Plug-in Losses for Evidential Deep Learning: A Simplified Framework for Uncertainty Estimation that Includes the Softmax Classifier
Berk Hayta, Hannah Laus, Simon Mittermaier, Felix Krahmer

TL;DR
This paper introduces a simplified plug-in loss framework for evidential deep learning that approximates complex Dirichlet-based objectives, enabling easier implementation and including the softmax classifier for uncertainty estimation.
Contribution
It proposes a novel approximation of EDL objectives using plug-in losses evaluated at the Dirichlet mean, simplifying implementation and including softmax within the framework.
Findings
Achieves comparable accuracy and uncertainty estimation to classical EDL on speech data.

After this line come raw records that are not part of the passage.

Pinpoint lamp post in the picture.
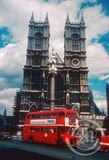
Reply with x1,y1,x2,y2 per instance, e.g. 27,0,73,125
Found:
49,49,57,110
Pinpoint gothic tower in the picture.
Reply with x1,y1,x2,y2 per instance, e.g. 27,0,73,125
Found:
15,13,50,121
64,14,90,114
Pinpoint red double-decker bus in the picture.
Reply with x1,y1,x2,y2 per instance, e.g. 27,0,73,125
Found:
22,109,77,144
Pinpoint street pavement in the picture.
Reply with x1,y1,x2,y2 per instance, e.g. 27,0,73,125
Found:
0,140,109,160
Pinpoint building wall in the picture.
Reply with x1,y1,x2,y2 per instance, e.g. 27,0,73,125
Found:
15,15,90,123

Provides theoretical justification for using softmax in uncertainty estimation.
Simplifies EDL training using standard deep learning losses.
Abstract
Real-world sensor-based learning systems require uncertainty estimation that is both reliable and computationally efficient. Evidential Deep Learning (EDL) provides single-pass uncertainty estimation by modeling the class probabilities via Dirichlet distributions, where the Dirichlet parameters are predicted by a learned neural network mapping. However, this approach can lead to computational challenges, as Dirichlet expected objectives are more complex than standard supervised learning losses, complicating their analysis and implementation. We address this issue by approximating the objective of the first-order empirical risk minimization problem induced by EDL with a plug-in loss evaluated at the Dirichlet mean and show that, under mild assumptions, the approximation error decays with growing evidence for a broad class of loss functions, including mean-squared error and cross-entropy…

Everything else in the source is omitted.